Ok, added "The ``pahole`` tool can be used for checking the alignment.".
+* On ARM OABI user space, 16-bit member variables have 32-bit
- alignment, making them incompatible with modern EABI kernels.
I thought that OABI required structures as a whole to have alignment of 4, not individual members? Which obviously does affect small structures as members of other structures.
You are right, I clearly misunderstood that. Changed the paragraph now to
* On ARM OABI user space, structures are padded to multiples of 32-bit, making some structs incompatible with modern EABI kernels if they do not end on a 32-bit boundary.
* On the m68k architecture, struct members are not guaranteed to have an alignment greater than 16-bit, which is a problem when relying on implicit padding.

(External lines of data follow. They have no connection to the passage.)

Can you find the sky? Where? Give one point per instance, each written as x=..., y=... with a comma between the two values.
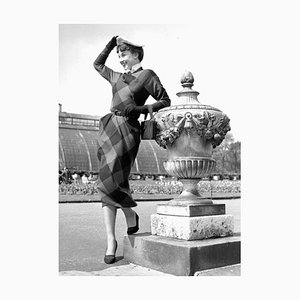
x=214, y=60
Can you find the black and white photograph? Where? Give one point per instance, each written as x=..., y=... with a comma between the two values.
x=149, y=149
x=149, y=169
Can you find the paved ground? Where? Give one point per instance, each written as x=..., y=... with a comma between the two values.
x=82, y=237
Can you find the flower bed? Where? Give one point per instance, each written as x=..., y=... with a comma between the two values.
x=155, y=187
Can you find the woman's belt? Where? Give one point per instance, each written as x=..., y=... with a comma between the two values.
x=119, y=113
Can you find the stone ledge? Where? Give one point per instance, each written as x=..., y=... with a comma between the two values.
x=191, y=210
x=179, y=257
x=192, y=228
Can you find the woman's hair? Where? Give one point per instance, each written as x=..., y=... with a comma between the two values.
x=132, y=49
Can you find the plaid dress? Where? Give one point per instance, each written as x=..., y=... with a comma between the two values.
x=119, y=136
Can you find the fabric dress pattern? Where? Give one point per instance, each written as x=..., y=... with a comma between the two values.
x=119, y=136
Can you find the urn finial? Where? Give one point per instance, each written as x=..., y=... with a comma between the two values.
x=187, y=95
x=187, y=79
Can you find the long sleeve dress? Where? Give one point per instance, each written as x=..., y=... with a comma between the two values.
x=119, y=136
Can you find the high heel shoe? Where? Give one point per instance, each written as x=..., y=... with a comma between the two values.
x=134, y=229
x=110, y=259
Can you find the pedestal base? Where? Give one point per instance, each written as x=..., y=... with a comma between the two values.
x=192, y=228
x=181, y=258
x=190, y=210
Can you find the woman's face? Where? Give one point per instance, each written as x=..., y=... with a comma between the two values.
x=128, y=59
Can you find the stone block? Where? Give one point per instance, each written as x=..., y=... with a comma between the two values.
x=191, y=210
x=179, y=257
x=192, y=228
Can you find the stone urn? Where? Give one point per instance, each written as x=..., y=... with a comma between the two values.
x=189, y=131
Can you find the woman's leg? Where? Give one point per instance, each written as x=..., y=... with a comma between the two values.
x=109, y=213
x=130, y=216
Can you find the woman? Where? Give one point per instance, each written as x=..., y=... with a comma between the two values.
x=119, y=133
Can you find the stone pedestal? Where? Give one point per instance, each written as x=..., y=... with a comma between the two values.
x=191, y=221
x=180, y=257
x=192, y=228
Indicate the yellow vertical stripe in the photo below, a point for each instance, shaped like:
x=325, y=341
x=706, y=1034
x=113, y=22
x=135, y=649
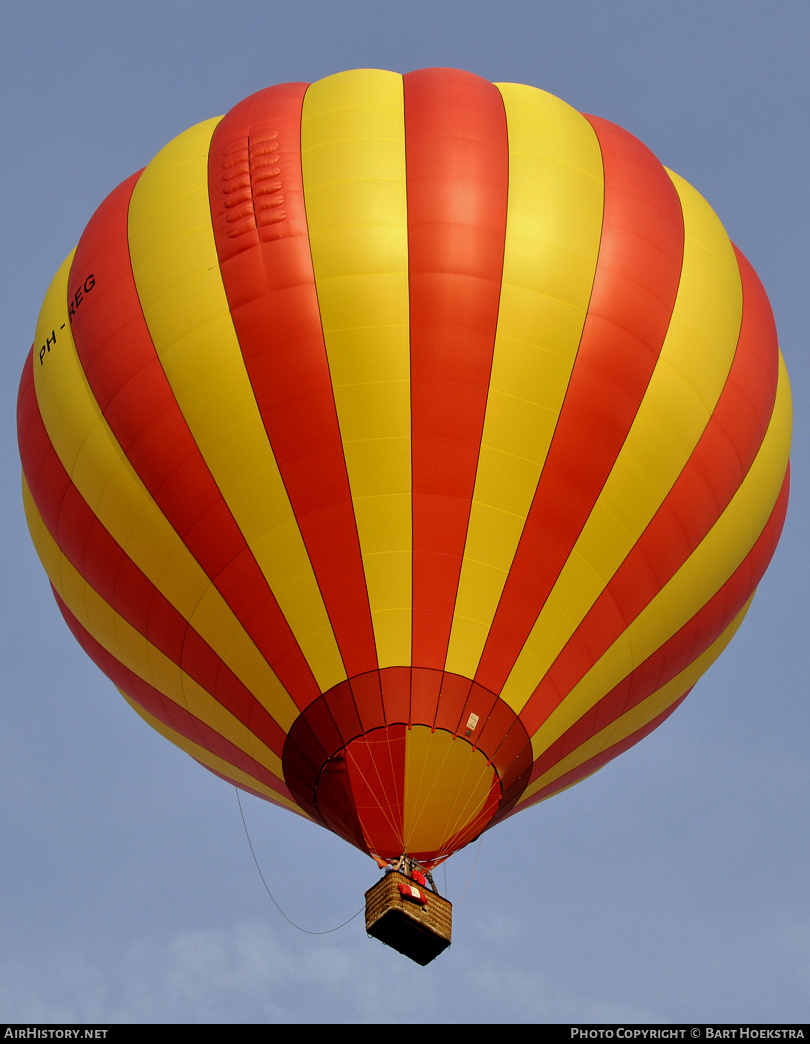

+Information leaks +=================
+Uninitialized data must not be copied back to user space, as this can +cause an information leak, which can be used to defeat kernel address +space layout randomization (KASLR), helping in an attack.
+As explained for the compat mode, it is best to not avoid any implicit
+padding in data structures, but if there is already padding in existing
+structures, the kernel driver must be careful to zero out the padding +using memset() or similar before copying it to user space.
This sentence is rather too long. Also it can be read as suggesting that one should somehow identify and memset() the padding just before copying to user-space. I suggest an alternate wording:
For this reason (and for compat support) it is best to avoid any implicit padding in data structures. Where there is implicit padding in an existing structure, kernel drivers must be careful to fully initialize an instance of the structure before copying it to user space. This is usually done by calling memset() before assigning to individual members.
Sounds good, I've taken that paragraph now.
+Alternatives to ioctl +=====================
+* A custom file system can provide extra flexibility with a simple
- user interface but add a lot of complexity to the implementation.
Typo: "add" should be "adds".
Thanks for all the good suggestions!